Many people that come to see us are approaching or in early retirement and over the years have accumulated various different savings accounts, pensions and investments. They have spent years working and accumulating their wealth, but haven’t really stopped to think about what they really want their money to do for them when they retire.

We’re often asked ‘how should I invest my capital?’ and ‘what should I do with my pensions?’ This is the same as asking ‘how long is a piece of string?’ The answer is ‘It depends’.

Before you can make good financial decisions you need to know your ‘why’.

Does retirement mean stopping work completely or a change of direction?

Do you want a similar lifestyle or would you like to be spending more?

Do you want your family to benefit from your wealth now or in the future?

More than ever before, we are enjoying good health to an older age and many of us are capable of working well beyond retirement age, we also have the desire to do so.

For others retirement is about stopping work completely and being able to spend more time in the garden, on the golf course, travelling or helping families and charitable organisations. 

Once you have established your ‘why’ you can then start to make decisions about making your money work harder for you or how and when to take benefits from your pension.  With the changes to pension rules from April 2015 people will have much greater flexibility with their pension pots.

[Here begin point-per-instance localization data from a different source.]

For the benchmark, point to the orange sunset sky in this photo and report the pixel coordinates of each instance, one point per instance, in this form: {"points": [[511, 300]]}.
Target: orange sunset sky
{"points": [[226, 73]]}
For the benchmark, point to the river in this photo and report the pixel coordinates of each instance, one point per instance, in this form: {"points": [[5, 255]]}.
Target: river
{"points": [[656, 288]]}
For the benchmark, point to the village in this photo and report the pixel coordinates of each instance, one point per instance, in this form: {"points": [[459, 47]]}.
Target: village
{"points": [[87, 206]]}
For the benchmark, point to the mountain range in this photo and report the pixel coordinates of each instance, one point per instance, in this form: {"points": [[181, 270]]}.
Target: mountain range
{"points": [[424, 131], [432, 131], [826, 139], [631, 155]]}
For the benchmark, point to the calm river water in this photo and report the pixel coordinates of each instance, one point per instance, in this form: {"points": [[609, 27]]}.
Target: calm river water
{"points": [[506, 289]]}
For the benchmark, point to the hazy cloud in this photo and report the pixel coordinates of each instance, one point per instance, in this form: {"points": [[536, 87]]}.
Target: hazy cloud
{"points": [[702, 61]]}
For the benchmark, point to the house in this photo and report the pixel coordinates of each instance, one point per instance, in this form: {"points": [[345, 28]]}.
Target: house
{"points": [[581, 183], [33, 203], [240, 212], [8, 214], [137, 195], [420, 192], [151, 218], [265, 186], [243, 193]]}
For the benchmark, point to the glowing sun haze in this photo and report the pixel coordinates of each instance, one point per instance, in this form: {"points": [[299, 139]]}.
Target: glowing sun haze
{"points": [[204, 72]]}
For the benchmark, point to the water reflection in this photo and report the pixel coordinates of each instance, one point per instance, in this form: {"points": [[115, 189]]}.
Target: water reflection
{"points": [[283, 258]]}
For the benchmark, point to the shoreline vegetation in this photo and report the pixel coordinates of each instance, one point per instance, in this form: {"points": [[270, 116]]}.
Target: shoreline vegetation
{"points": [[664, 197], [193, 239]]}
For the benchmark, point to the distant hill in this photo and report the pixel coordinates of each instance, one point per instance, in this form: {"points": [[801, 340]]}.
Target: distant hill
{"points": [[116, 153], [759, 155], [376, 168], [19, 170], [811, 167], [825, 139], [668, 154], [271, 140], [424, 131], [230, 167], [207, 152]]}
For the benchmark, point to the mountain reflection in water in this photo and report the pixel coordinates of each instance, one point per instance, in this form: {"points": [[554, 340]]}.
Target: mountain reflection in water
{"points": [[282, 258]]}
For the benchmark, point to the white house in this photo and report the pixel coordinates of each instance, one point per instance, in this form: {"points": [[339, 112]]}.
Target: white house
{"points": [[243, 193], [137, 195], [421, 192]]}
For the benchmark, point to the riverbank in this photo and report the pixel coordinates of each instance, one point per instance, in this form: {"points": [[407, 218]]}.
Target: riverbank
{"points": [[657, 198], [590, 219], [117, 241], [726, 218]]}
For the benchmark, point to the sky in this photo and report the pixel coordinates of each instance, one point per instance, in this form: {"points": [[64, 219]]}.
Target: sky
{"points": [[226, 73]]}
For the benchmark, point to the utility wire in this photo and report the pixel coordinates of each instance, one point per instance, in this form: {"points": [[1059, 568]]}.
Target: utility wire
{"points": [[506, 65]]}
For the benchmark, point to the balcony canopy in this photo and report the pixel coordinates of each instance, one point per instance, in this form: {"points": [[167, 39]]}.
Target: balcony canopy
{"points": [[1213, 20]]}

At Fort Financial Planning, we have The Visual Forecast. This enables you to see visually what your financial future might look like and helps you make decisions about the future. It can help us answer the real questions about money like ‘how much longer do I need to work full time for?’ and ‘How much more can we spend in retirement without running out?’ In relation to inheritance tax planning it helps you see how much you can help your family now and in the future.

The Visual Forecast is provided as part of FFP’s Comprehensive Financial Planning service and will provide significant value for people with combined savings and pension funds in excess of £250,000.